Brasília – A pressão política para a instalação de uma comissão de inquérito sobre o Banco Master ganhou tração no Congresso Nacional. O movimento foi impulsionado pela divulgação de áudios que ligam o senador Flávio Bolsonaro (PL-RJ), pré-candidato à Presidência da República, ao ex-banqueiro Daniel Vorcaro. Apesar do barulho nas redes sociais, parlamentares avaliam, nos bastidores, que o avanço efetivo da investigação dependerá de articulações complexas e do aval da cúpula do Legislativo.

(Foto: Lula Marques/ Agência Brasil – Arquivo)
Segundo interlocutores, o destino da comissão está atrelado ao cálculo político do presidente do Senado, Davi Alcolumbre (União Brasil-AP), conhecido por seu perfil pragmático. A tendência é que Alcolumbre avalie os impactos institucionais sobre diferentes grupos econômicos e políticos antes de tomar qualquer decisão definitiva, evitando ceder apenas ao calor do noticiário.
Curiosamente, tanto governistas quanto a oposição — incluindo o próprio Flávio Bolsonaro — passaram a defender publicamente uma apuração ampla sobre as relações políticas e operações financeiras ligadas à instituição. Contudo, lideranças partidárias temem os desdobramentos de uma CPI, que frequentemente é utilizada como instrumento de barganha política, o que pode empurrar o caso para uma tramitação lenta.
A articulação para investigar o banco transbordou para a Câmara dos Deputados, onde ganha força a tese de uma Comissão Parlamentar Mista de Inquérito (CPMI), unindo deputados e senadores. Duas frentes principais lideram a coleta de assinaturas, a frente governista e a frente de oposição.

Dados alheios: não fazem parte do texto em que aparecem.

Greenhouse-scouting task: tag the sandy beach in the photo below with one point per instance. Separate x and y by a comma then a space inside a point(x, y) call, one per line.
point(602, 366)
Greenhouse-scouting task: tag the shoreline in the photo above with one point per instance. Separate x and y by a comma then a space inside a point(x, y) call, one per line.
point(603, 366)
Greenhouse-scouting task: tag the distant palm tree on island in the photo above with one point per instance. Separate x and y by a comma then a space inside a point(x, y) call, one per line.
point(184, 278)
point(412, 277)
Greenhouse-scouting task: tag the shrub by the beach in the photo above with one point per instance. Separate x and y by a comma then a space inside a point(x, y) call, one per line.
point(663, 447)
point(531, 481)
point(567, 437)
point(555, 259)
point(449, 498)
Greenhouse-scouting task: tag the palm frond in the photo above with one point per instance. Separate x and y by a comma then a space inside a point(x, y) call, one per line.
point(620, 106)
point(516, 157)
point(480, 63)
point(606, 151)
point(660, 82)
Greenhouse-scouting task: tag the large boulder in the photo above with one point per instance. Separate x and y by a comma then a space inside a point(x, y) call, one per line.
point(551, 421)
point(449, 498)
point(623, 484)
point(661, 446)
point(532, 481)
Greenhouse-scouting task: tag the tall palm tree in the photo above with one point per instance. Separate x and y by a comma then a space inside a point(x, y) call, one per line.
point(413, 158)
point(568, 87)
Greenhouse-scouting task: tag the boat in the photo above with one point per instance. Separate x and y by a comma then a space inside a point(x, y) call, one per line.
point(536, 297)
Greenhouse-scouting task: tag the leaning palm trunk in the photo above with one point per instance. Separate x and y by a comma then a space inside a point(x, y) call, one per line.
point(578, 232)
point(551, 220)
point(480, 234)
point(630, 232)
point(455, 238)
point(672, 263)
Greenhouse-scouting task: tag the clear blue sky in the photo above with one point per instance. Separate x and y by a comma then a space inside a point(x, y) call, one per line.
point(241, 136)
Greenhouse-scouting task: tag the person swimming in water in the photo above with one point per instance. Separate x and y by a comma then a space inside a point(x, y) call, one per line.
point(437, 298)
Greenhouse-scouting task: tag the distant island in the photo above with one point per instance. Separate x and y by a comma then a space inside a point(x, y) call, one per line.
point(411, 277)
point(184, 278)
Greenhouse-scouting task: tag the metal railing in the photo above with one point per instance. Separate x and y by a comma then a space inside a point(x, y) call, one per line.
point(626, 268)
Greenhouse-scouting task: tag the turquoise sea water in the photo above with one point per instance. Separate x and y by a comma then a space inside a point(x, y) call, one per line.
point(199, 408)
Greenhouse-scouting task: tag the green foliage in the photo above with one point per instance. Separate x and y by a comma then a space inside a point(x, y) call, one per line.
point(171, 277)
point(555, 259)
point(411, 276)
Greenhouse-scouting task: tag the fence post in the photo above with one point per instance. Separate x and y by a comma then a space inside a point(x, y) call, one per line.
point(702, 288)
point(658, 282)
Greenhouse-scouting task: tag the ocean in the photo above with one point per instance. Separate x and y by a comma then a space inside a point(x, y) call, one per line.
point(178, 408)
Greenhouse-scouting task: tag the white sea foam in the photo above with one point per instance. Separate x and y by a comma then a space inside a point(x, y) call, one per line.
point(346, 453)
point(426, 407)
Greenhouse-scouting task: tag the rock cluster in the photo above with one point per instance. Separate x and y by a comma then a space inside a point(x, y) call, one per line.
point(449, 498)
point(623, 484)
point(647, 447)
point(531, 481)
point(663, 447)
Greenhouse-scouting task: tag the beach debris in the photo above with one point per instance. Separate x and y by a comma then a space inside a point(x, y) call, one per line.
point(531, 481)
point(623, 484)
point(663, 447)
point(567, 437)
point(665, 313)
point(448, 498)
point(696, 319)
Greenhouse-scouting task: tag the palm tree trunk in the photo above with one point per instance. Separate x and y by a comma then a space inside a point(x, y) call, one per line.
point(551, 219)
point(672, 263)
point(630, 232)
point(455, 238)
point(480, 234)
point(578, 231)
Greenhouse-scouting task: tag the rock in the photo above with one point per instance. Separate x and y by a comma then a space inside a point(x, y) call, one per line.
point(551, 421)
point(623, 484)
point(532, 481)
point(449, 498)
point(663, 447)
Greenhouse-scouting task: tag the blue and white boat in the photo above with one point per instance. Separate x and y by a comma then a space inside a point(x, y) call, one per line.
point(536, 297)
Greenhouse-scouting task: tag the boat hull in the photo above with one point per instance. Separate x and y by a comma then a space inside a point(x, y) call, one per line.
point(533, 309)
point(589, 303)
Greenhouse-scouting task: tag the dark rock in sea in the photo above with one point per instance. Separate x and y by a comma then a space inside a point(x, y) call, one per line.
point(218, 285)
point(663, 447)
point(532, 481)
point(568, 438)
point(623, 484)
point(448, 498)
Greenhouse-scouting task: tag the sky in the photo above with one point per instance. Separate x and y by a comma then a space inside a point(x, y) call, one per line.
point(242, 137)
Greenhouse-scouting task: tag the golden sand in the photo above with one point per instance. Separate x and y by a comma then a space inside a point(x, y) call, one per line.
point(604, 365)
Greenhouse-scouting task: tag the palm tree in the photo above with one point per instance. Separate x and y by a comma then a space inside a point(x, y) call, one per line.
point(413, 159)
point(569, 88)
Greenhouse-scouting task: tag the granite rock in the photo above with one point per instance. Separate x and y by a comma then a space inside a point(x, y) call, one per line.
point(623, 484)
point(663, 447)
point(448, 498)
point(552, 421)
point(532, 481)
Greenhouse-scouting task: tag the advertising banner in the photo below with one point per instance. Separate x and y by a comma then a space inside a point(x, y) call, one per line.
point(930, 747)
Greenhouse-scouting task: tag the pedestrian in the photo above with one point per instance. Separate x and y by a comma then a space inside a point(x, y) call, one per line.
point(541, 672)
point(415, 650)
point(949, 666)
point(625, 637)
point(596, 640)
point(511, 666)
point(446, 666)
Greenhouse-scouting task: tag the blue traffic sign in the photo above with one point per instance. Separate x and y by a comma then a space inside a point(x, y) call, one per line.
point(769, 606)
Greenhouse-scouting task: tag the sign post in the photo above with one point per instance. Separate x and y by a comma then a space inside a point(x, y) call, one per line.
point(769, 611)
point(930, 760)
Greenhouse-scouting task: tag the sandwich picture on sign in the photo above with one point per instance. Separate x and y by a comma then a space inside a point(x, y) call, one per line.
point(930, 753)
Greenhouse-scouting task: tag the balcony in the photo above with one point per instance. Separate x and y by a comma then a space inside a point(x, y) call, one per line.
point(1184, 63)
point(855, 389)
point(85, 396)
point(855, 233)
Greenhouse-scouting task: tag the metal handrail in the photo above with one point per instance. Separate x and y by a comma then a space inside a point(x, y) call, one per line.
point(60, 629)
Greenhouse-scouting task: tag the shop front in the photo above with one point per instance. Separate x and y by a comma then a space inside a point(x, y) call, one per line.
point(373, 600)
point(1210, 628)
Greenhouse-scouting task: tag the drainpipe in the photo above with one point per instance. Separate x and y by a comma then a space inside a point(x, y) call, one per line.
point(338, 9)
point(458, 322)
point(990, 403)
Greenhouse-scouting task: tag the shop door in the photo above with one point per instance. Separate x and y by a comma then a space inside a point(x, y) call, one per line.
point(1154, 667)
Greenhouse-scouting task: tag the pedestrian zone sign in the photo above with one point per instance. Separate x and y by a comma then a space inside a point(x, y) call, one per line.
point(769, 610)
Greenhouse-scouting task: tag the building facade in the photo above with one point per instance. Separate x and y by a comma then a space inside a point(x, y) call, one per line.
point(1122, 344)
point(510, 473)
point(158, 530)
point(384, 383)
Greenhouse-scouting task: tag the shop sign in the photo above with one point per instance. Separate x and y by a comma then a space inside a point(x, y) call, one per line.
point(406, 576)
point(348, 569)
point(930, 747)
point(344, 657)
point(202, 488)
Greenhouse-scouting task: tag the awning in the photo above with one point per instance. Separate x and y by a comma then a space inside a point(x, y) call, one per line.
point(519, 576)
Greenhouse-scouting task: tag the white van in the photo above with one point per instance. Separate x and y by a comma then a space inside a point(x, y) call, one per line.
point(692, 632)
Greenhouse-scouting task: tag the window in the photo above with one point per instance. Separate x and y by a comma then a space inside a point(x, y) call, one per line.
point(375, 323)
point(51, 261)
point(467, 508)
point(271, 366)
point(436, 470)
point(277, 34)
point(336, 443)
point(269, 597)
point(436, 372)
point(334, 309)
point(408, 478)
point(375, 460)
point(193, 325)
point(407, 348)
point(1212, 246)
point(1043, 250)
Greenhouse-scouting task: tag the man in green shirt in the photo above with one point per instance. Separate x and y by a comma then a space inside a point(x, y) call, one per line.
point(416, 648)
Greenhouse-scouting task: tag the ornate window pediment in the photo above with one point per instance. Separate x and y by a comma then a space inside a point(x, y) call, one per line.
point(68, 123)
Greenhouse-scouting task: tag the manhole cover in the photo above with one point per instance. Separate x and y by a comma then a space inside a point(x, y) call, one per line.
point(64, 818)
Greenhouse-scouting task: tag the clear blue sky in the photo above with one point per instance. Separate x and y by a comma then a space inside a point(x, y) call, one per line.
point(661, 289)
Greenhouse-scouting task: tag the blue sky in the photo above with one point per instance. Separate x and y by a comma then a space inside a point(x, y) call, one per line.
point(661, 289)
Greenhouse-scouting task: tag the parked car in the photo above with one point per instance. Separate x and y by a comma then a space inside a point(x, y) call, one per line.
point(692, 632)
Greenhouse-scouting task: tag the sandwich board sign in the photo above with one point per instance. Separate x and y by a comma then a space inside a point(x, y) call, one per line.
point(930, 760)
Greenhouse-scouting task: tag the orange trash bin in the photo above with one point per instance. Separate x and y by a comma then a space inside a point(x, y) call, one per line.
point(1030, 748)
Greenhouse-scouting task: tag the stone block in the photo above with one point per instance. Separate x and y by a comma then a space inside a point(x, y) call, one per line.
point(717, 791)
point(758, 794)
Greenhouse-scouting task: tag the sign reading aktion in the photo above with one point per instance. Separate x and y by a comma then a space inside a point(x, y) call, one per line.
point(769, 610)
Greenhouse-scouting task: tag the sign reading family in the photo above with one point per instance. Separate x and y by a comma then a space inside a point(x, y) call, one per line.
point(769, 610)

O deputado Rogério Correia (PT-MG) iniciou o recolhimento de assinaturas focado no financiamento do documentário sobre o ex-presidente Jair Bolsonaro.
“Estou recolhendo assinaturas para criar a CPMI do ‘Dark Horse’, mais um possível cavalo de Troia do bolsonarismo. Não dá para tratar como simples filme o que pode esconder lavagem de dinheiro, propaganda eleitoral disfarçada e abuso de poder econômico”, disparou o petista.
Jáo o senador Carlos Viana (PSD-MG) comanda um requerimento semelhante e afirma que o próprio Flávio Bolsonaro e o líder da oposição, Rogério Marinho (PL-RN), já assinaram o documento. “Agora é hora de cada parlamentar mostrar de que lado está. Quem não deve, não teme CPMI”, provocou Viana.
O estopim da crise ocorreu após a revelação de mensagens de voz entre Flávio Bolsonaro e Daniel Vorcaro. Em um dos áudios, o senador demonstra proximidade ao chamar o empresário de “irmão” e cobra repasses financeiros para a produção do filme internacional Dark Horse, que retrata a trajetória de Jair Bolsonaro.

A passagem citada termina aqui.